ゴールへの道

 四つん這いになったソングが頭を振って前に進み、途中で立ち上がって歩こうとするが、目眩がしてふらついている。


 チーネは橋にぶら下がったまま左手の剣を楕円形のスペースに放り投げ、背後に転がる音がしてソングが振り向く。


 しかし体が痺れてチーネと戦える状態ではなかった。唇を噛み締めて剣を諦め、前へ向いてゴールを目指す。


『先に……ゴールすりゃいいんだ』


 ところがチーネは蜜蜂の剣先を鉤型かぎがたに曲げ、橋の角に引っ掛けて状態を起こし、左手で岩の縁を掴むと、懸垂をするようにひょいと体を持ち上げてあっという間に橋の上に戻って来た。


「ソング。もう諦めなよ」


 立ち上がると蜜蜂の剣を真っ直ぐに伸ばし、もう使う必要もないので背中に装着する。


「気を付けなさい。人間に羽はないからね」


 ソングはチーネの忠告も聞かず、ふらふらしながらもスピードを上げたので、チーネはその危なっかしい後ろ姿を眺めて心配そうにゆっくりと歩き出す。
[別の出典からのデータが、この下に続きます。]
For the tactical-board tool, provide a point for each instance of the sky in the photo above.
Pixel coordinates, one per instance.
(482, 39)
 背後にチーネが迫るのを感じながら、ソングが焦ってバランスを崩して転ぶが、橋にしがみついて立ち上がり、必死に髪を逆立ててゴールへ向かう。


『な、なんなの?』


 毒液を弱めたとはいえ、普通なら数秒で動けなくなり意識を失ってしまう筈だ。しかも、傾いて体が横向きになった時、アソコだけが元気に突っ立っているのが見えた。


『ヤダ、今にもキルトを突き破りそうじゃない?』


 なんと、空へとそそり立って輝いている。


 しかしソングはゴールを間近にしてグラっと前へ倒れ込み、腰だけ少し浮かした状態で寝そべって、ジリジリ……と進み、ペタッと右手を伸ばしたが、ほんの数センチ指先が届かず気絶した。


『凄いよソング』


 チーネは呆然と立ち尽くし、ソングの健闘と愛情に感激した。


「あっ⁈」


 その時、ソングの体が傾いて橋から転げ落ちる。


 チーネは慌てて背後から駆け寄り、右腕を伸ばしたが、掴んだのはソングの勃起したアソコだった。


「ソング……」


 一物をしっかりと握られたソングが岩橋の少し下で仰向けになって宙吊りになっている。


 それをチーネが橋から体を乗り出して右腕だけで支えていた。見下ろす顔も可愛かったが笑えない。


「ギェ〜ェ〜!」


 男にとって耐えられない痛みと恐怖に悲鳴を上げてソングが目覚ました。


「ん?……夢か?」


 ソングは既に妖精の森の部屋で手当てを受けて眠っていたのである。


 実際はペニスではなく、腕を掴まれて助けられ、救護班の木製の運搬機に積まれて空を飛び、岩室の崖から妖精の森まで運ばれて蜜蜂の毒を中和させる薬草の湿布を体に貼られていた。